Medicare payments to physicians jumped 15 percent last year, an unexpectedly large increase that prompted Bush administration officials yesterday to announce that monthly premiums for America's seniors will rise to $89.20 in 2006, $1.50 more than initially projected.
The unusually sharp spike was caused primarily by lengthier office visits, more complex imaging such as MRI scans and doctors administering more lab tests and treatments in their offices instead of at a hospital.
"There's no question many of these things can help prevent complications of serious chronic diseases and keep patients out of the hospital," said Mark B. McClellan, administrator of the Centers for Medicare & Medicaid Services. But he expressed concern that that is not the case in every instance.
The CMS laid out the costs in a letter yesterday to the Medicare Payment Advisory Commission.
Monthly premiums for Medicare Part B, which covers outpatient services, were $66.60 last year and rose to $78.20 for 2005. In its March 23 report, the Medicare Board of Trustees projected an increase of $9.50 a month, but it now will be $11.
With increased demand and scheduled reductions in the fees Medicare pays physicians, the American Medical Association warned yesterday that doctors may think twice before taking Medicare patients.
"These cuts pose a serious threat to access to care for seniors," said AMA board Chairman J. James Rohack. "No senior citizen should have to worry whether their physician can afford to accept Medicare patients."
Last year, Congress rescinded a proposed cut in physician payments. But the rates are slated to be trimmed by 4.3 percent next year and by as much as 26 percent through 2011.
As is the case in the private sector, Medicare spending has been rising steadily for the past several years, and its long-term financial solvency is in doubt, according to its board of trustees. Yesterday's analysis related only to outpatient expenditures.
In a conference call with reporters, McClellan stressed his alarm over the spending figures and said he intends to find ways to steer doctors toward proven, cost-effective treatments. "This is a big increase that has an impact on both beneficiaries and taxpayers," he said.
CMS analysts found that many retirees are seeing doctors more often and for longer periods of time. Payments have been rising for minor treatments such as physical therapy, as well as for injectable medications such as chemotherapy. Government spending for physician services rose from $76.7 billion in 2003 to $88.3 billion last year.
Some increase in volume can be good, said Glenn M. Hackbarth, chair of the Medicare Payment Advisory Commission, "but some are not so good." The independent commission, which advises Congress on Medicare, has been pressing for a "pay-for-performance" system that would reward doctors who follow evidence-based treatment guidelines.
The AMA defended the increases, and warned that technological breakthroughs and an aging population will continue to create greater demand.

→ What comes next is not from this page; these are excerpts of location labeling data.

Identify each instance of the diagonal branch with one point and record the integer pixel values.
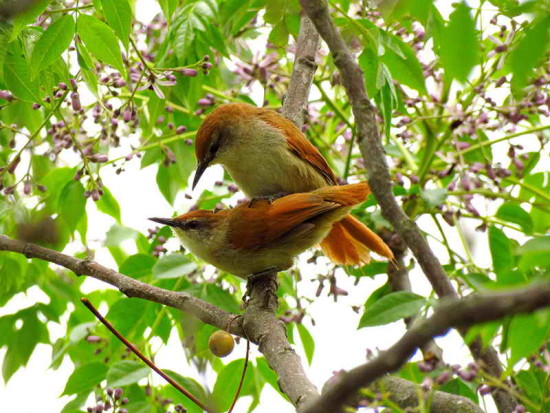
(379, 179)
(295, 102)
(451, 313)
(204, 311)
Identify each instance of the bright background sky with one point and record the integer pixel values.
(338, 344)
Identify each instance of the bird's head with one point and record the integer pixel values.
(193, 226)
(218, 133)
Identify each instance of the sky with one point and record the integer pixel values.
(339, 345)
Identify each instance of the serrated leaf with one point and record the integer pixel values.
(72, 204)
(434, 197)
(54, 41)
(137, 266)
(459, 44)
(109, 205)
(125, 372)
(17, 79)
(173, 266)
(512, 212)
(119, 16)
(392, 307)
(168, 182)
(535, 253)
(118, 233)
(85, 378)
(501, 250)
(522, 344)
(28, 17)
(404, 65)
(101, 41)
(226, 385)
(529, 52)
(307, 341)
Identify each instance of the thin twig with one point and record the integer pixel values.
(138, 353)
(242, 377)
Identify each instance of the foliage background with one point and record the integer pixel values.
(467, 100)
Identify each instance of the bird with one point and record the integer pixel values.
(262, 235)
(267, 155)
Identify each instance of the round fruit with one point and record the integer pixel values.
(221, 343)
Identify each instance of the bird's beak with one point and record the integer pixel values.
(165, 221)
(201, 167)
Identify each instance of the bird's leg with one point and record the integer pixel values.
(268, 198)
(269, 280)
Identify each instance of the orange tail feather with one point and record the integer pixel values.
(349, 243)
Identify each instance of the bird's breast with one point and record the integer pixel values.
(268, 167)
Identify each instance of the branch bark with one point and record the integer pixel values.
(262, 326)
(379, 178)
(451, 313)
(204, 311)
(295, 102)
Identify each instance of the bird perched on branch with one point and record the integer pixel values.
(262, 236)
(266, 155)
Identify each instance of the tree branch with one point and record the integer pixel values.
(450, 313)
(204, 311)
(405, 394)
(295, 102)
(379, 178)
(262, 326)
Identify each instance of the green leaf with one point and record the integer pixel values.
(119, 16)
(226, 384)
(85, 378)
(457, 386)
(22, 341)
(512, 212)
(369, 62)
(173, 266)
(529, 52)
(521, 344)
(100, 41)
(404, 66)
(22, 20)
(392, 307)
(501, 250)
(307, 341)
(126, 372)
(117, 234)
(137, 266)
(72, 204)
(109, 205)
(279, 34)
(434, 197)
(459, 44)
(535, 253)
(55, 40)
(168, 182)
(17, 79)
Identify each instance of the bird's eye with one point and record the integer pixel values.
(192, 225)
(214, 147)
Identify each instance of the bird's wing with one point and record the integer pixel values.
(299, 144)
(262, 224)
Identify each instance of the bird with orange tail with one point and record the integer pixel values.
(262, 236)
(266, 155)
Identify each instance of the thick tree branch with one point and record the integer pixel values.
(262, 326)
(379, 178)
(451, 313)
(204, 311)
(405, 394)
(295, 102)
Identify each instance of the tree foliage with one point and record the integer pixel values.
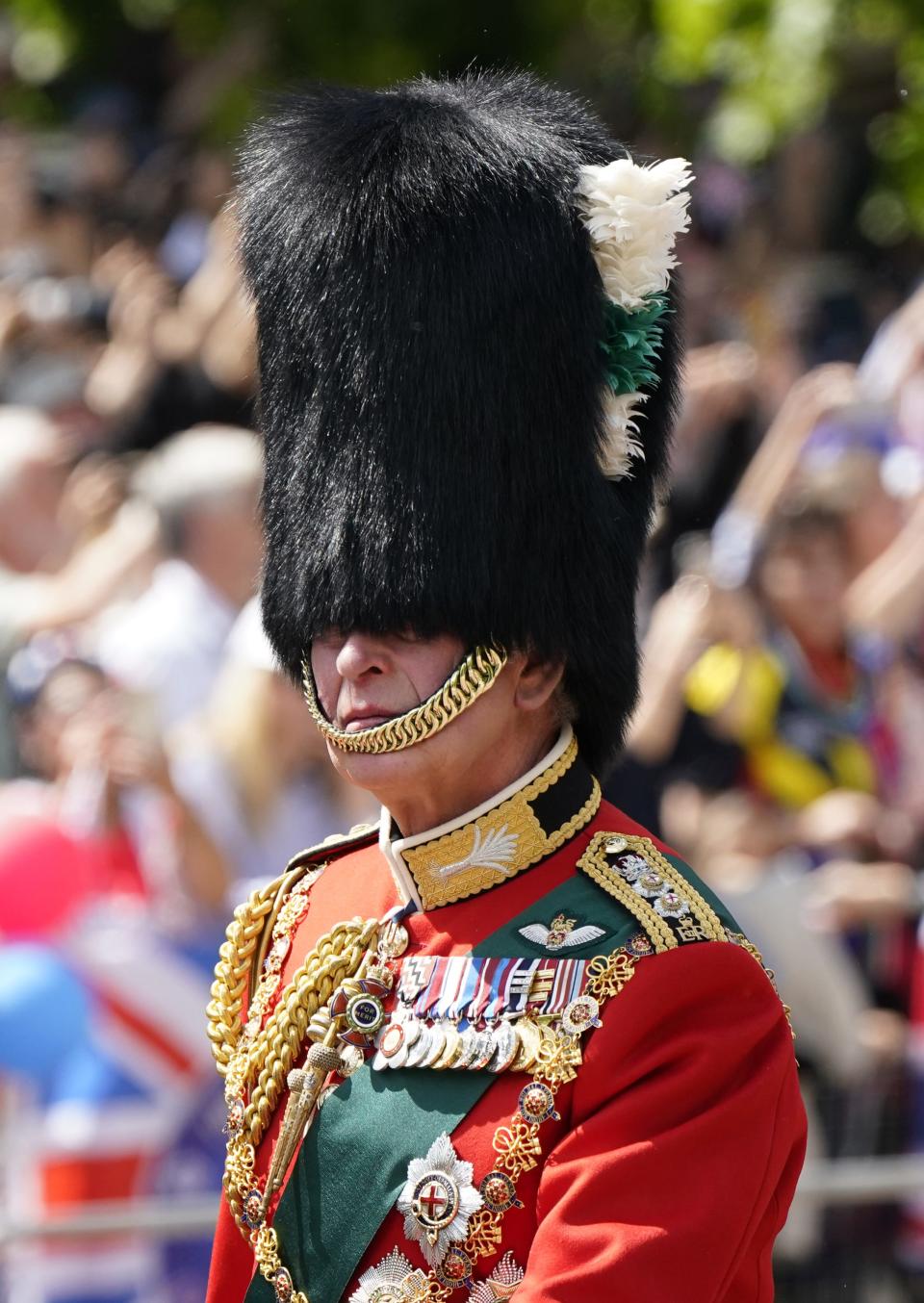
(736, 76)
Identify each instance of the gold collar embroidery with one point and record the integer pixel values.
(494, 842)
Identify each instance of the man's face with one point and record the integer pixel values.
(365, 679)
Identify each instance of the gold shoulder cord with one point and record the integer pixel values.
(597, 865)
(466, 684)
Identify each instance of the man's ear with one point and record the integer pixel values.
(537, 680)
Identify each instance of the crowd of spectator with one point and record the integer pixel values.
(153, 764)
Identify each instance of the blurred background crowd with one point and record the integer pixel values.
(153, 764)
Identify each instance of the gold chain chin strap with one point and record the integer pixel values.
(477, 673)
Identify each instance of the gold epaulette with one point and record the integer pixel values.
(331, 849)
(332, 846)
(665, 903)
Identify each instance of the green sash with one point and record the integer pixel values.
(353, 1162)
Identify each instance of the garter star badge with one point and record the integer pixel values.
(438, 1200)
(560, 933)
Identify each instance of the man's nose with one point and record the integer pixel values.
(361, 653)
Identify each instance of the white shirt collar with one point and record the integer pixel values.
(391, 849)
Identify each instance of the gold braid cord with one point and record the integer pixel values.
(477, 673)
(256, 1063)
(232, 972)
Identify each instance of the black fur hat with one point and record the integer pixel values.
(431, 379)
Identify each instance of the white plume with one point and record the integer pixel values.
(621, 429)
(633, 216)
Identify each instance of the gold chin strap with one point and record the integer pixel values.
(477, 673)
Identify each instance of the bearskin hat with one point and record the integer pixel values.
(431, 379)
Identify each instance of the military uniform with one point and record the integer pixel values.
(666, 1162)
(526, 1053)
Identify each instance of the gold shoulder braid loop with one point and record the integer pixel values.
(635, 873)
(466, 684)
(232, 971)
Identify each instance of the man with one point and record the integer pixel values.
(526, 1051)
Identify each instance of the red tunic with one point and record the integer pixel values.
(680, 1139)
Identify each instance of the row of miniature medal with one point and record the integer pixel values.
(464, 1011)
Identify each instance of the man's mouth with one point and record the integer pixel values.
(368, 717)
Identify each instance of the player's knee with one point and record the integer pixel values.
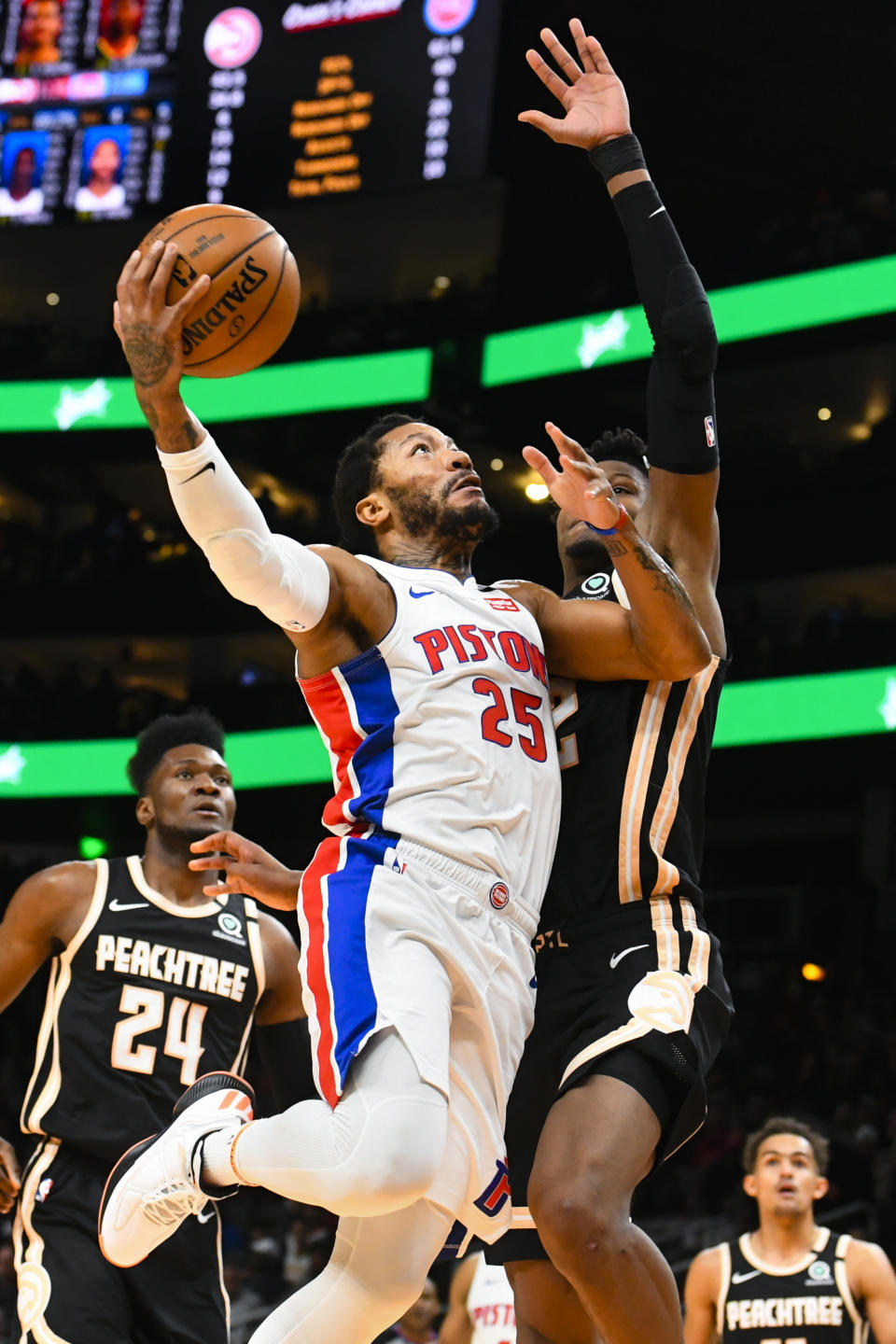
(402, 1154)
(581, 1222)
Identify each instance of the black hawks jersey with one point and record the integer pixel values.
(633, 760)
(147, 996)
(807, 1304)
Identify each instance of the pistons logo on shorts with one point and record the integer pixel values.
(498, 895)
(497, 1193)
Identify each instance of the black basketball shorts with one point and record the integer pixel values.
(69, 1294)
(637, 993)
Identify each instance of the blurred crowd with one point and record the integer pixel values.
(116, 696)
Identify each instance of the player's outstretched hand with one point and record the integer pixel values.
(594, 101)
(247, 868)
(9, 1181)
(580, 487)
(147, 326)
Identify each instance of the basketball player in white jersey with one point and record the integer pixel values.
(791, 1279)
(480, 1305)
(416, 914)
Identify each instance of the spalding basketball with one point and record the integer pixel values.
(250, 307)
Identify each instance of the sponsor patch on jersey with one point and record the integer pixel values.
(598, 585)
(498, 895)
(230, 929)
(819, 1273)
(497, 1193)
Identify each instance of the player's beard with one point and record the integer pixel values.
(587, 552)
(179, 839)
(422, 515)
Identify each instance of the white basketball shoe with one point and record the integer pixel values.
(158, 1183)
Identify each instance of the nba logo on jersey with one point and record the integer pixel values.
(498, 895)
(501, 604)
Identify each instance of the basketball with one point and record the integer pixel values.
(250, 305)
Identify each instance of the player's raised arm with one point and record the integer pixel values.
(660, 637)
(40, 918)
(679, 516)
(702, 1294)
(874, 1283)
(314, 598)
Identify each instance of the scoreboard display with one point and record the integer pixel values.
(86, 106)
(109, 106)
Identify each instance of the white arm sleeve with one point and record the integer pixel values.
(284, 580)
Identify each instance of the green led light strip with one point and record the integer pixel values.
(835, 705)
(768, 307)
(323, 385)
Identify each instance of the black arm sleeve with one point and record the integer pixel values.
(681, 434)
(285, 1051)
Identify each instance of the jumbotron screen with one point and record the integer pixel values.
(86, 106)
(109, 106)
(333, 97)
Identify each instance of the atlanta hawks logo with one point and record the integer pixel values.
(498, 895)
(663, 1001)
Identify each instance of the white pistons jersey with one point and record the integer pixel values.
(442, 733)
(489, 1304)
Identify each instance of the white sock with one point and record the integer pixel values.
(216, 1156)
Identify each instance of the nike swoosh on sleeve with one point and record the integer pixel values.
(208, 467)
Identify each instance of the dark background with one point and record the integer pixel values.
(768, 132)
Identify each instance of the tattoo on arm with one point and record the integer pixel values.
(171, 439)
(666, 580)
(148, 357)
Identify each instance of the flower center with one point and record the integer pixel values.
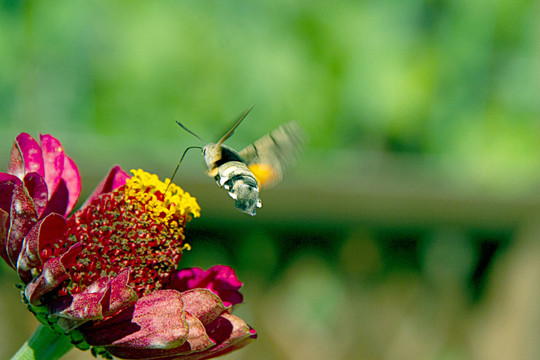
(138, 225)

"Conditions that once required hospitalization now are routinely treated in physicians' offices at a lower cost to the government and patients," Rohack said. "Medicare should recognize and reward these advances rather than penalize physicians for these important improvements in patient care."
Some lawmakers have accused President Bush of focusing on Social Security at the expense of Medicare.
"Medicare's financial outlook has deteriorated dramatically over the past five years and is now much worse than Social Security's," the trustees concluded in their March 23 report. They project that the Medicare Trust Fund will be exhausted by 2020.